SEGUNDO.- Corolario del inacogimiento del recurso es que, a tenor del artículo 398 de la LEC , se imponga a la parte apelante las costas procesales originadas en este grado jurisdiccional, al no suscitar la problemática jurídica suscitada seria duda fáctica ni jurídica.
Vistos los preceptos legales citados y demás disposiciones normativas de general y pertinente aplicación.
Fallo
Que, con desestimación del recurso de apelación interpuesto por el Procurador D. Alberto Pérez Ambite, en representación de la entidad mercantil EME MANTENIMIENTO DE SEGURIDAD, frente a la sentencia dictad el día veintiuno de enero de dos mi diez por el Ilmo. Sr. Magistrado del Juzgado de Primera Instancia nº 42 de Madrid en los autos a que el presente Rollo se contrae, debemos confirmar y confirmamos la indicada resolución, e imponemos a la parte apelante las costas procesales causadas en esta instancia.

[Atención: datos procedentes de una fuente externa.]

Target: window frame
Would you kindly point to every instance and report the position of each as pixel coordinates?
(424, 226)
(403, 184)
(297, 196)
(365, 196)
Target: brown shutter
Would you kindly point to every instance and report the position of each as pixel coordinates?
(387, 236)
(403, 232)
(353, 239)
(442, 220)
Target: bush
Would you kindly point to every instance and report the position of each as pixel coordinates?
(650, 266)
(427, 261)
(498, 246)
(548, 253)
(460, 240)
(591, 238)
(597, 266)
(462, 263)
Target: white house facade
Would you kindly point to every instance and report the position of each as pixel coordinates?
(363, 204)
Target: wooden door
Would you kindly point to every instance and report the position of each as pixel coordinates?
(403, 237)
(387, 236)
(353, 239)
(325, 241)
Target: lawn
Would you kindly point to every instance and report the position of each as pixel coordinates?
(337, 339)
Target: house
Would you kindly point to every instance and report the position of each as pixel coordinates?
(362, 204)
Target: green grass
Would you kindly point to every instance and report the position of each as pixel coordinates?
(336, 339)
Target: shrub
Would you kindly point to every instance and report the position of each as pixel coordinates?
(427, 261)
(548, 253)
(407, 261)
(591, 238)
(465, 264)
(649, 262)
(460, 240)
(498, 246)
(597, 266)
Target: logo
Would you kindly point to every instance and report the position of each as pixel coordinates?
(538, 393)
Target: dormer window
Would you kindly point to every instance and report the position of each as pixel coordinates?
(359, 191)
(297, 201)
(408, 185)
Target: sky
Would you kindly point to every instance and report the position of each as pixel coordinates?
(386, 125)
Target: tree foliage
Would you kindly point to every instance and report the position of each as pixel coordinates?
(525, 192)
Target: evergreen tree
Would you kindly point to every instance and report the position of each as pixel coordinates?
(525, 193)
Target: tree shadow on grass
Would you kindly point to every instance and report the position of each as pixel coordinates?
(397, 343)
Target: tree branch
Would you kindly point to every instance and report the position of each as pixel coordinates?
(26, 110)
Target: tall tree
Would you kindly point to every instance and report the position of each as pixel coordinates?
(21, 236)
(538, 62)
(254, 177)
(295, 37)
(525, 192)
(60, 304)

Así por esta nuestra sentencia, de la que se unirá certificación literal al Rollo de Sala nº 292/10 , lo pronunciamos, mandamos y firmamos.
PUBLICACIÓN.- Firmada la anterior resolución es entregada en esta Secretaría para su notificación, dándose publicidad en legal forma, y se expide certificación literal de la misma para su unión al rollo.